The irony of all ironies in the current Administration’s fight against undocumented immigration came today when news broke that Department of Homeland Security (DHS) head, and immigration hard-liner, Michael Chertoff, was himself paying undocumented immigrants to clean his house. In fact, according to the cleaning company’s owner, James D. Reid, “workers sailed through the checks.”
Tom Barry of the TransBorder Project of the Center for International Policy says:
Despite a wave of lawsuits, investigative reports criticizing DHS detention practices, and protests by immigrant advocates, Chertoff has forged ahead with the controversial border fence, the large-scale jailing of illegal immigrants, and programs to enforce immigration law at the workplace.
Not only is he forging ahead, Chertoff continues to “trumpet” the results of raids, deportations, and efforts to roll out e-Verify in the face of opposition from civil rights organizations, business groups, and a federal judge. Surely, he will be patting himself on the back as he leaves his Beltway.
Now it’s Reid who finds himself in a costly predicament-he owes the government $22,880 in fines for failing to check identification and work documents and fill out required I-9 verification forms for his employees, five of which worked at Chertoff’s home.

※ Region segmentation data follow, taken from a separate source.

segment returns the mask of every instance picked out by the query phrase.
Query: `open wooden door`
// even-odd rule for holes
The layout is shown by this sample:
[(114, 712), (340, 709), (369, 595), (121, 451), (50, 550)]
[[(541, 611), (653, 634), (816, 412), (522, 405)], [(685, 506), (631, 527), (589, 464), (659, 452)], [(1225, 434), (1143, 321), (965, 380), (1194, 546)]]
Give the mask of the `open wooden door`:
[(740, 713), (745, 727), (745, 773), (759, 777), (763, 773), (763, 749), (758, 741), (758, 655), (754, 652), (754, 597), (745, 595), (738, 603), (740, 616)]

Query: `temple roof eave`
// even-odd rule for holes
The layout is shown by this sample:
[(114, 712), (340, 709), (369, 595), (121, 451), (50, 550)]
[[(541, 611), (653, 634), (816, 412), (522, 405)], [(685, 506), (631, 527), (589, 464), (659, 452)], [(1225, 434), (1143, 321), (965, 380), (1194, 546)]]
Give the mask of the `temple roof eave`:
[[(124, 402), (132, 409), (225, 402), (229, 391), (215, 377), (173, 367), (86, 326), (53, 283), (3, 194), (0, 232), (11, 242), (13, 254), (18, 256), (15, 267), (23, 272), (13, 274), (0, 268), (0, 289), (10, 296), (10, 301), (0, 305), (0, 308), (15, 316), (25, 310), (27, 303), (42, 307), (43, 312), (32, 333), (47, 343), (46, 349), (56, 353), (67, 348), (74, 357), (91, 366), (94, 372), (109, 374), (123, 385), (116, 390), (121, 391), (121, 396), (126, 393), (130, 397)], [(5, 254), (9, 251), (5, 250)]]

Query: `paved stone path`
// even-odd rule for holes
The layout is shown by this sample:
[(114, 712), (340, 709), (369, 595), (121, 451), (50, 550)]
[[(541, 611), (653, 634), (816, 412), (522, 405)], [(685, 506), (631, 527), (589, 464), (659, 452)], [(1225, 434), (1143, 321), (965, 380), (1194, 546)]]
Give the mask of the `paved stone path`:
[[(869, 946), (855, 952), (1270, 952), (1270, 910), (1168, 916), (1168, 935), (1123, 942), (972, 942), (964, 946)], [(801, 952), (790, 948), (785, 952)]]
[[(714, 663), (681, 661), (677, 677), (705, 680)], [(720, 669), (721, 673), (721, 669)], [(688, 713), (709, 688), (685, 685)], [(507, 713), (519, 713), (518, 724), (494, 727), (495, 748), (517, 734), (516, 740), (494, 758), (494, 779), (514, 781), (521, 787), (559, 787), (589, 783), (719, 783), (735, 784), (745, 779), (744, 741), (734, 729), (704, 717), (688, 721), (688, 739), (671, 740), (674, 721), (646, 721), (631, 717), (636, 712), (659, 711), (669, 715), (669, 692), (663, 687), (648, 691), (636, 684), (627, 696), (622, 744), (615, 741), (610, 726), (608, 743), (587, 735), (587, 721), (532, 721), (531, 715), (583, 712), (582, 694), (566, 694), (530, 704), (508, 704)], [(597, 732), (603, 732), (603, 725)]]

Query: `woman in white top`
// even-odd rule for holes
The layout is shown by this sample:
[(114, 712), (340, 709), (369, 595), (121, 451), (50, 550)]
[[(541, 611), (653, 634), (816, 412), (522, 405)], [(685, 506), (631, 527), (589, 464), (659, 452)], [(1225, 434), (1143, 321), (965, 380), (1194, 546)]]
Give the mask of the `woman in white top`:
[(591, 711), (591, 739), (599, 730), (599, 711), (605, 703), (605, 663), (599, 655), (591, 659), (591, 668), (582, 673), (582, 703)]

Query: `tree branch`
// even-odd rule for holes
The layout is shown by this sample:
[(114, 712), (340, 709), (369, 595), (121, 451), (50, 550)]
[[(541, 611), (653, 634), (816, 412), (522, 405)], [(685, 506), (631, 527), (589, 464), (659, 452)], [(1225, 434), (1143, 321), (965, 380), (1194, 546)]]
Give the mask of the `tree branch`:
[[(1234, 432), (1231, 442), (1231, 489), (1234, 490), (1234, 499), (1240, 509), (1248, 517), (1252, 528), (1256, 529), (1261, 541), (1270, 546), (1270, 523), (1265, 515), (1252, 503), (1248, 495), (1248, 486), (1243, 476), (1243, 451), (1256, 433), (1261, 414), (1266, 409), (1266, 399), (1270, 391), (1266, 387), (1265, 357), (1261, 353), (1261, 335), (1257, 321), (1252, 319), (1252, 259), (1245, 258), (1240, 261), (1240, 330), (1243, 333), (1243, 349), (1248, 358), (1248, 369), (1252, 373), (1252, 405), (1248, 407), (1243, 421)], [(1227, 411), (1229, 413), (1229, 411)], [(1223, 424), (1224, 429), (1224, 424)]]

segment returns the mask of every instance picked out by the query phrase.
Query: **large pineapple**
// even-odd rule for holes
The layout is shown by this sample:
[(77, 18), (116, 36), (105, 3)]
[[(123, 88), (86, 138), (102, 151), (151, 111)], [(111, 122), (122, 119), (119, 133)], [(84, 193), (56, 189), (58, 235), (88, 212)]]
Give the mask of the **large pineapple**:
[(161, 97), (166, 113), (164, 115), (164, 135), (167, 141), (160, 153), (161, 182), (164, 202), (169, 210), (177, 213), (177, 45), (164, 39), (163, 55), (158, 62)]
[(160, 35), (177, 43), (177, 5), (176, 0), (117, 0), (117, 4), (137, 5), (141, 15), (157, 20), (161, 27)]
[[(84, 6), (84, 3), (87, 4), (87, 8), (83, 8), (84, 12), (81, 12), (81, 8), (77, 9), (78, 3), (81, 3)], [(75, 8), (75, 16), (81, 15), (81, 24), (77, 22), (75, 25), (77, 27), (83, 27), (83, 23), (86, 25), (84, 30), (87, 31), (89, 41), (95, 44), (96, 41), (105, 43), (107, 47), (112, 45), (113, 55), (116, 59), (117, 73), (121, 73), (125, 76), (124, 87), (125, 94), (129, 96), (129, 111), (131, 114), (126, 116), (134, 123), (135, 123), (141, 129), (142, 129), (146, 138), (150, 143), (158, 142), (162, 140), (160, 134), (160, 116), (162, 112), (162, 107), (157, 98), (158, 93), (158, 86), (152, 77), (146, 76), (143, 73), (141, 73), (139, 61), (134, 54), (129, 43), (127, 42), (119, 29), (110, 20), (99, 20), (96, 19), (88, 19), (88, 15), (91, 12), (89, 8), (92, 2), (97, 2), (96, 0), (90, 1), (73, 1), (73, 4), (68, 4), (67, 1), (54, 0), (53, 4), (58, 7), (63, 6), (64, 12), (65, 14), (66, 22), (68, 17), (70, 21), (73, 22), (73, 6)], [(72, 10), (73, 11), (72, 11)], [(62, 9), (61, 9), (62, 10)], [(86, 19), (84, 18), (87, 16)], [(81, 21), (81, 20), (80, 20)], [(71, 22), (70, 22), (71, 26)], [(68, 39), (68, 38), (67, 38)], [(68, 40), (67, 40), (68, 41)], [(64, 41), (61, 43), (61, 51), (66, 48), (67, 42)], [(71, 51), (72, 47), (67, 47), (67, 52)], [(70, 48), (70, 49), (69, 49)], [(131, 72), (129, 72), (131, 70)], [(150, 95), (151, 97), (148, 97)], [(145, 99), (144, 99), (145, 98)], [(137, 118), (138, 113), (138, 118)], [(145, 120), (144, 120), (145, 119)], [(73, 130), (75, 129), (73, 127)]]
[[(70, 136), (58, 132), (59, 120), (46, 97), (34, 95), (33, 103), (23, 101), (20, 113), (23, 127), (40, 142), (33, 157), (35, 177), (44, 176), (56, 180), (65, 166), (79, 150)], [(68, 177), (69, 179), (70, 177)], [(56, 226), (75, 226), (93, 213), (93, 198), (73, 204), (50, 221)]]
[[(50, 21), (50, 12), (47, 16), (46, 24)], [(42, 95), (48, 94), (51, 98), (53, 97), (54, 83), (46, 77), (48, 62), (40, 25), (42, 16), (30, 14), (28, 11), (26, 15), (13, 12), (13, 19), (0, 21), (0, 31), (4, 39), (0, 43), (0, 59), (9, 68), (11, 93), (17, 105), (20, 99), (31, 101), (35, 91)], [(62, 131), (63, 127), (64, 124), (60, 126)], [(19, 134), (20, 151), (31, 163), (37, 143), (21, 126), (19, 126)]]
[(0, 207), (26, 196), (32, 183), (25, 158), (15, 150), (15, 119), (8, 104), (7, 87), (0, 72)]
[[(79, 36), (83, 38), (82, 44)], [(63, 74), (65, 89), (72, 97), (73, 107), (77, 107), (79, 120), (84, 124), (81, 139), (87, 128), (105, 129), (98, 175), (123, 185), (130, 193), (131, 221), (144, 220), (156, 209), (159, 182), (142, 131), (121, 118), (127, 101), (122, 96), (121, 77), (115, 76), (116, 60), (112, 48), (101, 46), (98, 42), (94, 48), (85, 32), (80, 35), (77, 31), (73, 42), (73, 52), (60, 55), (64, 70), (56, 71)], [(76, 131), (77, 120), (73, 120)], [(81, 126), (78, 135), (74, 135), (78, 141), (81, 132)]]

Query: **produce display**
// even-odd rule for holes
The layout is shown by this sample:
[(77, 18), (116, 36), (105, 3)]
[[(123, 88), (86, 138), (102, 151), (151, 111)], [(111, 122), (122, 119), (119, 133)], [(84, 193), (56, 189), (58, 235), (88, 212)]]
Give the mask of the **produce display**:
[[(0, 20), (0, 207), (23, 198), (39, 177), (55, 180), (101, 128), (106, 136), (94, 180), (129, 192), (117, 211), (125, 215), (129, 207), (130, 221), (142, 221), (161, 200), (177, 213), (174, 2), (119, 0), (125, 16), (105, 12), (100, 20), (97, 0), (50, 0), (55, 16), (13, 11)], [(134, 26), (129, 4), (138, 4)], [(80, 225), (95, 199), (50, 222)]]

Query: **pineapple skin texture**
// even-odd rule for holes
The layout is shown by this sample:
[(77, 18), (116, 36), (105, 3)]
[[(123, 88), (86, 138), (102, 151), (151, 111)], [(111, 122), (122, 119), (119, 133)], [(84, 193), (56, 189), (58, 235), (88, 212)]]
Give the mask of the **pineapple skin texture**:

These fines have now run Reid out of business, as Reid is forced to learn the hard lessons of Chertoff’s immigration tactics:
- Businesspeople are unreasonably expected to be able to distinguish between fake and real driver’s licenses and Social Security cards;
- Immigration laws are unevenly enforced, allowing big companies and bad-apple employers to stay in business while crushing small-business owners;
- Rules punish “scapegoats” such as him while inviting people at every level — customers, subcontractors and contractors — to look the other way while benefiting economically from cheaper labor.
And Reid isn’t the only one. In the past few years the Immigration and Customs Enforcement agency (ICE, a department of the DHS) has stepped up its enforcement actions, as honest businesses and hard-working immigrants are bearing the “brunt” of DHS’ tactics.
Reid brought up an interesting point: “Our people need to know, our Homeland Security can’t police their own home. How can they police our borders?” Given the current state of our economy and immigration system, we must look for ways to help all workers and businesses. Chertoff’s hypocritical faux-pa just highlights the need for comprehensive, fair and workable solutions to our immigration system and economic situation.